The world’s biggest supplier of industrial motors and power grids, sensitive to cyclical swings in the global economy, said it would focus on cutting costs to offset near-term uncertainty about growth in Europe and the United States.
However Chief Executive Joe Hogan was more upbeat about China, contrasting with comments from German rival Siemens AG (SIEGn.DE) which said last month it did not expect the global economy to provide any tailwinds this year, with weakness in China and recession in the euro zone dragging on demand.
Hogan said demand in China grew 10 percent in the fourth quarter across almost all of ABB’s units, making him optimistic for the year as a whole.
“ABB shows clearly a better business development than some European competitors,” said Christoph Ladner, an analyst at brokerage Kepler Capital Markets.
Hogan has sought to cut costs to combat a sluggish global economy that has sapped demand for factory equipment and prompted clients to postpone big capital expenditure projects.
He said in a video message ABB would have to carefully balance costs against growth prospects and would cap capital investment growth at around the inflation rate, after spending grew almost 70 percent over the past three years.
Shares in ABB, which trade at 14.5 times estimated 2013 earnings compared with 13.6 times for Siemens and 13.4 times for French competitor Schneider (SCHN.PA), were up 4.3 percent by 0847 GMT, against a 0.2 percent firmer European sector .SXNP.
The stock rose as high as 20.75 francs, its highest since July 2011.

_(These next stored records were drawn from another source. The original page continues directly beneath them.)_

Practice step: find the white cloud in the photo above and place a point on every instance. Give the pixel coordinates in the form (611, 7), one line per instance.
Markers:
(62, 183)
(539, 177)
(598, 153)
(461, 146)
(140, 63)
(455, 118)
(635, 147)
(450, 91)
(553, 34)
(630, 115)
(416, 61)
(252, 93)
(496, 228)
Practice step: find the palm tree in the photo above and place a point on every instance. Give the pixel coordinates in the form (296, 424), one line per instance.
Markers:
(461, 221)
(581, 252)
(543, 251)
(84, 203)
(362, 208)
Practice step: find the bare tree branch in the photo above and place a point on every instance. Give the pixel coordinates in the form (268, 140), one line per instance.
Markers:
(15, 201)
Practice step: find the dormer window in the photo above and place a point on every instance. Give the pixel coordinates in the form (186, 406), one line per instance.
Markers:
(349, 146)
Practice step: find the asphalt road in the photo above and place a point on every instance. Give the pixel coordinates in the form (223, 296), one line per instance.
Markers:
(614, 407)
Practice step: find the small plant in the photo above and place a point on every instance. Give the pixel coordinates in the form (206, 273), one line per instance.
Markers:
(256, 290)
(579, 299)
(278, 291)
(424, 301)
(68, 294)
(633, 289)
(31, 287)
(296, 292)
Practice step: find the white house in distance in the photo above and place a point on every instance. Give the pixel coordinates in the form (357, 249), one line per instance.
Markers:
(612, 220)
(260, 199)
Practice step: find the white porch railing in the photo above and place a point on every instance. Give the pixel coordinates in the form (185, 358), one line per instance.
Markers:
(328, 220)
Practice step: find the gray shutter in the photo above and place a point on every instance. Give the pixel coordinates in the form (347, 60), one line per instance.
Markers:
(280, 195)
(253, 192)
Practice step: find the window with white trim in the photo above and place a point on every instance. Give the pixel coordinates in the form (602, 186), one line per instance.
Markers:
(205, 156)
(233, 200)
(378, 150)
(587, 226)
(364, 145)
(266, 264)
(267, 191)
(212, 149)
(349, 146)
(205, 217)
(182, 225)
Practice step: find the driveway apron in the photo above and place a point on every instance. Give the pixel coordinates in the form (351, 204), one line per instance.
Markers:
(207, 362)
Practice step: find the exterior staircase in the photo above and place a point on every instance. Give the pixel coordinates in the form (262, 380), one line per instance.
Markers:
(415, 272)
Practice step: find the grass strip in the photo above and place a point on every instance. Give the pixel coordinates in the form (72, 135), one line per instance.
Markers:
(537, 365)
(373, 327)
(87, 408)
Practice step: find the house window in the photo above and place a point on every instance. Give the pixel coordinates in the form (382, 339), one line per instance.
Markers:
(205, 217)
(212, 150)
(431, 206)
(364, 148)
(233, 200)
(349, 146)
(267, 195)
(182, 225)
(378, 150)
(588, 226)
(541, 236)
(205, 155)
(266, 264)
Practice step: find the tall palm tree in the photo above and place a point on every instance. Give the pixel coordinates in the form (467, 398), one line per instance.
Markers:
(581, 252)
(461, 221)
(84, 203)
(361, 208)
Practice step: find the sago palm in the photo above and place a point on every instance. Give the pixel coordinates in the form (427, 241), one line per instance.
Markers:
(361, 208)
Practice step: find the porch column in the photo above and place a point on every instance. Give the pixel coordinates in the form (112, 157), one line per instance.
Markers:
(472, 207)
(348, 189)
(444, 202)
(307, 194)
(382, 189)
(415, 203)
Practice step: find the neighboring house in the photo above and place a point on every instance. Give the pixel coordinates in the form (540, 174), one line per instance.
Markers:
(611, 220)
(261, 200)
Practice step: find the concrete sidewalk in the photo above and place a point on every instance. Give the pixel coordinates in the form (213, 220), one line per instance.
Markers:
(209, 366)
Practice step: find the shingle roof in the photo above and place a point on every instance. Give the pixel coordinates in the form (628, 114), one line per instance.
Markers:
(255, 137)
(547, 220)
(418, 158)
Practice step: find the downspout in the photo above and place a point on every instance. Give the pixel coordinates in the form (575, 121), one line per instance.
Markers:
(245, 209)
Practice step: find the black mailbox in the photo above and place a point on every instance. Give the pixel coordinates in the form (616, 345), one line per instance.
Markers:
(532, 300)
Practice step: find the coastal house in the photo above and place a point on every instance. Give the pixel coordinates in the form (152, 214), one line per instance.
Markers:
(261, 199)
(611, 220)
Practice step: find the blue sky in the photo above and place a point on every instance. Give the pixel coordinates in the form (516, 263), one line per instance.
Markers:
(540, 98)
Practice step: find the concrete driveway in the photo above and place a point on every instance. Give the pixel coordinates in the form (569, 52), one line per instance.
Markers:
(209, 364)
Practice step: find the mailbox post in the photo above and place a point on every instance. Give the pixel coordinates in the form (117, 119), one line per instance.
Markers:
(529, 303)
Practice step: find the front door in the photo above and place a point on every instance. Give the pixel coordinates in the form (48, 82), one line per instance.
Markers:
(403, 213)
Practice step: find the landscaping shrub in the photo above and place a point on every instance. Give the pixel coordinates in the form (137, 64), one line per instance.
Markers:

Tough price competition in Asia, uncertainty over wind farms and a backlog of low-margin orders weighed on ABB’s two power units in 2012.
The company said in December it would be more selective about projects in its power systems unit in an attempt to make the division more profitable.
It is also concentrating on consolidating acquisitions from a spending spree over the past few years. Orders have been supported by electrical-components maker Thomas & Betts, which ABB bought in 2012 for $3.9 billion to boost exposure to North America.
Despite the global weakness in the fourth quarter, orders at ABB rose 4 percent to $10.5 billion, with a 41 percent jump in orders from the Americas offsetting a 25 percent drop in Asia. That beat the average estimate of $9.8 billion in a Reuters poll of analysts.
Its order backlog at the end of December rose 7 percent from a year earlier to $29.3 billion.
Fourth-quarter net profit fell 27 percent to $604 million, hit by a $350 million charge, flagged in December, to revamp its power systems unit. Analysts in a Reuters poll had forecast profit of $532 million.
The company, which also makes components for the oil and gas industry, said it was targeting cost savings and productivity improvements equivalent to 3 percent to 5 percent of cost sales every year. It cut costs by $1.1 billion in 2012.
It said it would pay a dividend of 0.68 francs per share compared with 0.65 francs a year earlier.